当前位置：首页 > news >正文

LLM模型kv cache的估计和应用

news 2025/9/30 14:25:44

transformer模型加速生成式推理的常用策略是KV cache。具体为：

1）预填充阶段，依据prompt为每个transformer层生成key cache和value cache，即kv cache；

2）解码阶段，使用并更新kv cache，依次生成输出，当前生成的token依赖之前生成的token。

这里通过示例第i个transformer的运行过程，分析为什么是kv cache，而不是kq或vq cache。然后，以此为基准，分析和估计kv cache的显存占用量。

1 transformer架构

生成式LLM的transformer架构如下图所示。左边encoder，右边decoder，采用cross attention。

decoder的multi head attention的K和V来自于encoder，而Q则来自于decoder。

KV cache计算过程设计到transformer的权重矩阵，具体如下。

第i个transformer层的权重矩阵

$W_Q^i, W_K^i, W_V^i, W_O^i, W_1^i, W_2^i$

其中，self-attention块的4个权重矩阵

$W_Q^i, W_K^i, W_V^i, W_O^i \in \mathbb{R}^{h \times h}$

mlp块的2个权重矩阵

$W_1^i \in \mathbb{R}^{h \times 4h}, W_2^i \in \mathbb{R}^{4h \times h}$

2 预填充阶段

预填充阶段，即直接基于prompt输入计算第i个transformer层的kv cache的过程。

假设第i个transformer层的输入为 $x^i$ ，self-attention块的query，key，value和output表示为 $x_Q^i, x_K^i, x_V^i, x_O^i \in \mathbb{R}^{b \times s \times h}$

针对xi，key cache和value cache的计算过程为

$x_K^i = x_i \cdot W_K^i$

$x_V^i = x_i \cdot W_V^i$

第i个transformer层剩余计算过程为

$x_Q^i = x^i \cdot W_Q^i$

$x_{out}^i = softmax(\frac{x_Q^i {x_K^i}^T}{\sqrt{h}}) \cdot x_V^i W_o^i + x_i$

$x_{out}^{i+1} = f_{gelu}(x_{out}^i \cdot W_1) \cdot W_2 + x_{out}^i$

3 解码阶段

3.1 cross attention

结合上文提到的transformer架构，在decoder阶段，key vector和value vector来自于对encoder输出的拼接可以累积，而xQ则来自于decoder的实时在线计算，这也是为什么是KV cache，而不是QKV或QV cache的原因。
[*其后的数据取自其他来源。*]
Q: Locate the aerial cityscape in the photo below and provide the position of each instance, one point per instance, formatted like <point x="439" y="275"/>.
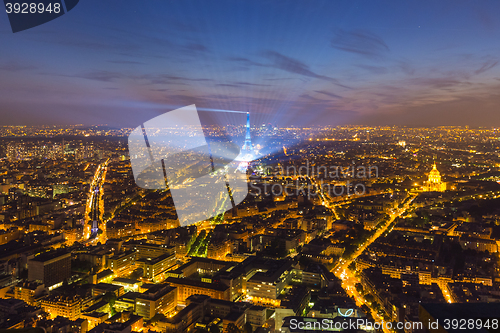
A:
<point x="250" y="166"/>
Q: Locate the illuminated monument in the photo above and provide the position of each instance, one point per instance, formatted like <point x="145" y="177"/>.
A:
<point x="247" y="150"/>
<point x="434" y="183"/>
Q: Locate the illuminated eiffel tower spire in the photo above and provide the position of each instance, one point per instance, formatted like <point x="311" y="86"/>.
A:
<point x="247" y="146"/>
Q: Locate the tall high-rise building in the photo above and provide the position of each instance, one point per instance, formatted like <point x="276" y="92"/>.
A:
<point x="247" y="146"/>
<point x="247" y="151"/>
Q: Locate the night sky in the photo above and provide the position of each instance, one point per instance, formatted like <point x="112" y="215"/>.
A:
<point x="122" y="62"/>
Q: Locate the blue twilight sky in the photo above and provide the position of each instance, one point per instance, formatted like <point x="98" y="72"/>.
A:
<point x="121" y="62"/>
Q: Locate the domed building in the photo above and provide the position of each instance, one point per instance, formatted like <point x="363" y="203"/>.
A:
<point x="434" y="183"/>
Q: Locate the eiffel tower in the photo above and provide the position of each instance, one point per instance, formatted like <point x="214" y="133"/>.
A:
<point x="247" y="148"/>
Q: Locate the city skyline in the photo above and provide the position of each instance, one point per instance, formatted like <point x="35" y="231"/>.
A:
<point x="384" y="63"/>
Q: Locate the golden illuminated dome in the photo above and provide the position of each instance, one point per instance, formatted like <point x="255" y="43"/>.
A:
<point x="434" y="175"/>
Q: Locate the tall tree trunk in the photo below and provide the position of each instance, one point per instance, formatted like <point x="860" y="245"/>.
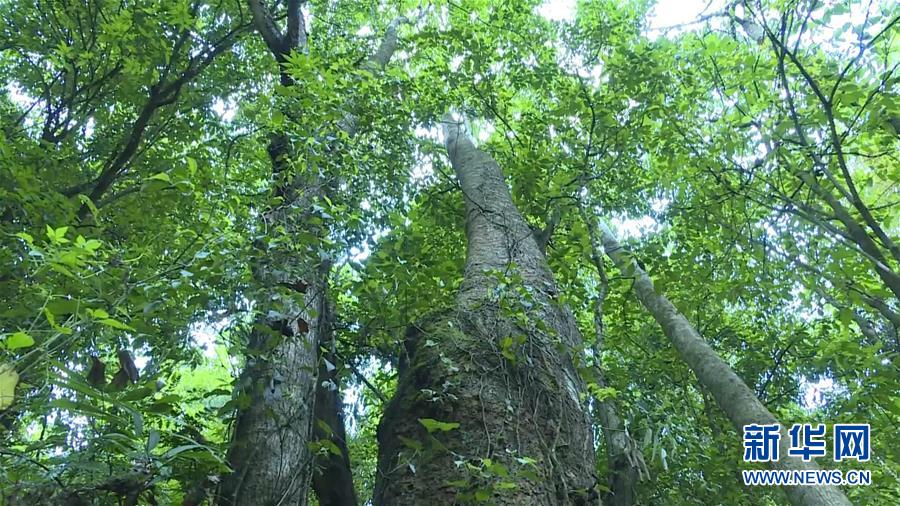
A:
<point x="625" y="461"/>
<point x="490" y="405"/>
<point x="270" y="453"/>
<point x="733" y="396"/>
<point x="332" y="478"/>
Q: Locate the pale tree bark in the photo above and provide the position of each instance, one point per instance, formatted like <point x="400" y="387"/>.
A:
<point x="270" y="457"/>
<point x="733" y="396"/>
<point x="624" y="459"/>
<point x="498" y="364"/>
<point x="270" y="453"/>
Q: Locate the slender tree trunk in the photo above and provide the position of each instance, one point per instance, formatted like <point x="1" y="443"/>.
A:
<point x="733" y="396"/>
<point x="270" y="455"/>
<point x="624" y="459"/>
<point x="270" y="452"/>
<point x="490" y="406"/>
<point x="332" y="478"/>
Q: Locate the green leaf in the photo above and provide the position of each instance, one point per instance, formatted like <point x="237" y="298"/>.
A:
<point x="161" y="176"/>
<point x="19" y="340"/>
<point x="432" y="425"/>
<point x="9" y="378"/>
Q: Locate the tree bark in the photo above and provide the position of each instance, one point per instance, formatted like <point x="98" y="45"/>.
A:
<point x="499" y="365"/>
<point x="270" y="452"/>
<point x="733" y="396"/>
<point x="624" y="459"/>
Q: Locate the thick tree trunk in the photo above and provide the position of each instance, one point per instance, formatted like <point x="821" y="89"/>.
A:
<point x="270" y="453"/>
<point x="332" y="478"/>
<point x="498" y="365"/>
<point x="733" y="396"/>
<point x="625" y="461"/>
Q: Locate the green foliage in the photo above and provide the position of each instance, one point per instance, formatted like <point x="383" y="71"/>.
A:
<point x="134" y="180"/>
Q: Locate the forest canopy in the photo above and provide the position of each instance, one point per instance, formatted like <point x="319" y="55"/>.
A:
<point x="573" y="252"/>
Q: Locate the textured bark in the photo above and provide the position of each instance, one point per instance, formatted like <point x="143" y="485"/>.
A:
<point x="624" y="459"/>
<point x="733" y="396"/>
<point x="332" y="478"/>
<point x="270" y="452"/>
<point x="508" y="410"/>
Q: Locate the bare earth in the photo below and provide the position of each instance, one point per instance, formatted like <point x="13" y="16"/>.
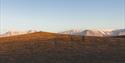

示例图如下。

示例decoder cross attention代码如下所示。

class DecoderLayer(nn.Module):def __init__(self, d_model, num_heads):super().__init__()self.self_attn = MultiHeadAttention(d_model, num_heads)self.cross_attn = MultiHeadAttention(d_model, num_heads)self.ffn = FeedForward(d_model)self.norm1 = nn.LayerNorm(d_model)self.norm2 = nn.LayerNorm(d_model)self.norm3 = nn.LayerNorm(d_model)self.dropout = nn.Dropout(0.1)def forward(self, x, enc_output, src_mask, tgt_mask):# Self attention (маскированное)attn_output = self.self_attn(x, x, x, tgt_mask)x = self.norm1(x + self.dropout(attn_output))# Cross attention (с выходом энкодера)# enc_output, enc_output 对应key vector和value vectorattn_output = self.cross_attn(x, enc_output, enc_output, src_mask)x = self.norm2(x + self.dropout(attn_output))# Feed forwardffn_output = self.ffn(x)x = self.norm3(x + self.dropout(ffn_output))return x

3.2 kv cache

给定当前生成词在第i个transformer层的向量表示为 $t^i \in \mathbb{R}^{b \times 1 \times h}$ 。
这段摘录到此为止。